Para los manifestantes, la censura fue solo la chispa que encendió un malestar más profundo.

Represión y víctimas mortales

En la capital, Katmandú, la policía abrió fuego contra los manifestantes, lo que dejó al menos 19 personas muertas y decenas de heridos.

“Estamos aquí porque nuestros jóvenes están siendo asesinados. Queremos que se haga justicia y que el régimen actual sea derrocado”, afirmó Narayan Acharya, uno de los manifestantes frente al parlamento.

Miles permanecieron en las calles bloqueando carreteras, atacando edificios y exigiendo un cambio radical en el sistema político.

Reacciones del ejército y la ONU

El presidente Nepalí Ram Chandra Poudel, cuya figura es principalmente ceremonial, llamó públicamente al diálogo para evitar una escalada mayor.

De igual forma, el jefe del ejército, Ashok Raj Sigdel, difundió un mensaje en video exhortando a los manifestantes a abandonar la violencia y acercarse a negociar.

Por su parte, el ejército emitió un comunicado en el que reiteró su compromiso con preservar la ley y el orden, aunque no confirmó si desplegará tropas en apoyo a la policía.

Por su parte, el secretario general de la ONU, António Guterres pidió moderación y respeto a los derechos humanos, además de solicitar una investigación imparcial sobre los hechos.

“Las protestas deben llevarse a cabo de manera pacífica, respetando la vida y la propiedad”, señaló su portavoz Stéphane Dujarric.
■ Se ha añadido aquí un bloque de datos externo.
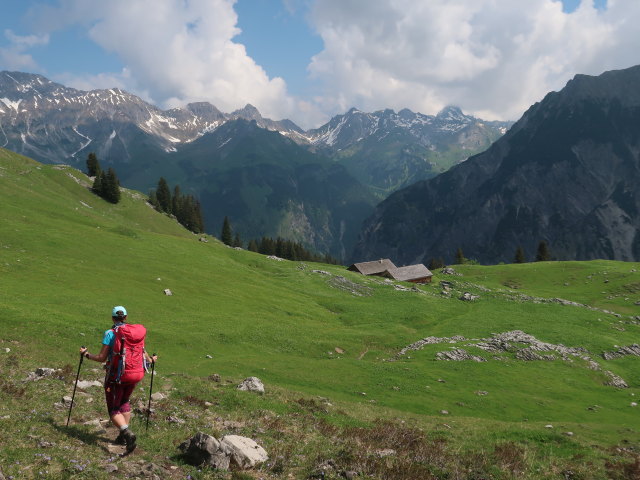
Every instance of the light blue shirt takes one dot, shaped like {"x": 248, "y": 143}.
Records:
{"x": 109, "y": 336}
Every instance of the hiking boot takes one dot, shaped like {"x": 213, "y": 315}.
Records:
{"x": 129, "y": 440}
{"x": 120, "y": 439}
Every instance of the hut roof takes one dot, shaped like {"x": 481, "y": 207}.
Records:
{"x": 374, "y": 267}
{"x": 410, "y": 272}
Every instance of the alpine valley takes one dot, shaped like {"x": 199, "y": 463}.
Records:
{"x": 271, "y": 178}
{"x": 566, "y": 173}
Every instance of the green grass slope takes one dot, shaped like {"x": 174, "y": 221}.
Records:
{"x": 324, "y": 341}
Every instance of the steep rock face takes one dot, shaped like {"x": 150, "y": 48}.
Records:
{"x": 388, "y": 150}
{"x": 567, "y": 172}
{"x": 56, "y": 124}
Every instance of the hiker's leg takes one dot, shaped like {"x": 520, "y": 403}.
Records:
{"x": 119, "y": 420}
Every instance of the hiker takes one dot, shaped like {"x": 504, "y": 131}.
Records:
{"x": 123, "y": 350}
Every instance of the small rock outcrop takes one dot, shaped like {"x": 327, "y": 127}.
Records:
{"x": 252, "y": 384}
{"x": 205, "y": 450}
{"x": 458, "y": 355}
{"x": 245, "y": 453}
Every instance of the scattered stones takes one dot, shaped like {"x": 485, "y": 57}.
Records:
{"x": 430, "y": 341}
{"x": 615, "y": 380}
{"x": 245, "y": 452}
{"x": 450, "y": 271}
{"x": 203, "y": 449}
{"x": 85, "y": 384}
{"x": 321, "y": 272}
{"x": 40, "y": 373}
{"x": 252, "y": 384}
{"x": 529, "y": 355}
{"x": 458, "y": 355}
{"x": 623, "y": 351}
{"x": 354, "y": 289}
{"x": 173, "y": 419}
{"x": 385, "y": 452}
{"x": 469, "y": 297}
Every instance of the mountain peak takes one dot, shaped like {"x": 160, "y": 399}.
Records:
{"x": 451, "y": 112}
{"x": 249, "y": 112}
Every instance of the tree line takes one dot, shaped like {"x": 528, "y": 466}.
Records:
{"x": 542, "y": 255}
{"x": 280, "y": 247}
{"x": 105, "y": 184}
{"x": 186, "y": 208}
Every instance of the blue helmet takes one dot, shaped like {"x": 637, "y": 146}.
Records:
{"x": 119, "y": 312}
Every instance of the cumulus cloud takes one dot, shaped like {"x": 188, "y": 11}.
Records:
{"x": 176, "y": 51}
{"x": 15, "y": 56}
{"x": 491, "y": 57}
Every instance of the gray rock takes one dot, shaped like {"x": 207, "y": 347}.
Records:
{"x": 615, "y": 380}
{"x": 458, "y": 355}
{"x": 252, "y": 384}
{"x": 84, "y": 384}
{"x": 203, "y": 449}
{"x": 245, "y": 452}
{"x": 40, "y": 373}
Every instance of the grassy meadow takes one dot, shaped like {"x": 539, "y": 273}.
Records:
{"x": 323, "y": 340}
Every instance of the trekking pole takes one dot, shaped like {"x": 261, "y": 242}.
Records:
{"x": 153, "y": 367}
{"x": 73, "y": 396}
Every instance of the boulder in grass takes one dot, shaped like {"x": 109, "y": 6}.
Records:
{"x": 245, "y": 452}
{"x": 203, "y": 449}
{"x": 252, "y": 384}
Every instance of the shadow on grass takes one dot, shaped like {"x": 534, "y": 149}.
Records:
{"x": 80, "y": 432}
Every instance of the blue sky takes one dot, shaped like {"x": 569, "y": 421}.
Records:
{"x": 310, "y": 59}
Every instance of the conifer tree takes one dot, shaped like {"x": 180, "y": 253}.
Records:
{"x": 253, "y": 246}
{"x": 93, "y": 165}
{"x": 111, "y": 188}
{"x": 543, "y": 254}
{"x": 226, "y": 235}
{"x": 237, "y": 241}
{"x": 97, "y": 183}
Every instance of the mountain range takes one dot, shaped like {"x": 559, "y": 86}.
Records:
{"x": 566, "y": 173}
{"x": 270, "y": 177}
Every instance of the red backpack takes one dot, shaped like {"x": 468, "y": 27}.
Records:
{"x": 127, "y": 355}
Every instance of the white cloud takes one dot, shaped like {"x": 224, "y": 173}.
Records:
{"x": 491, "y": 57}
{"x": 176, "y": 50}
{"x": 14, "y": 56}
Un movimiento con raíces profundas

Más allá de la prohibición temporal a las redes sociales, la crisis actual revela un malestar acumulado durante años.

La falta de empleos, la corrupción, la desigualdad y el nepotismo han debilitado la confianza en el sistema político.

Cabe señalar que la propuesta de ley que exige a las plataformas digitales registrarse en el país y establecer una oficina de contacto.

Esto avivó la percepción de que el gobierno busca limitar la libertad de expresión, por su parte grupos de derechos humanos calificaron la medida como un intento de censura encubierta.

Aunque algunas aplicaciones como TikTok y Viber sí cumplieron con el registro, gigantes como Google, Meta y X no han respondido oficialmente.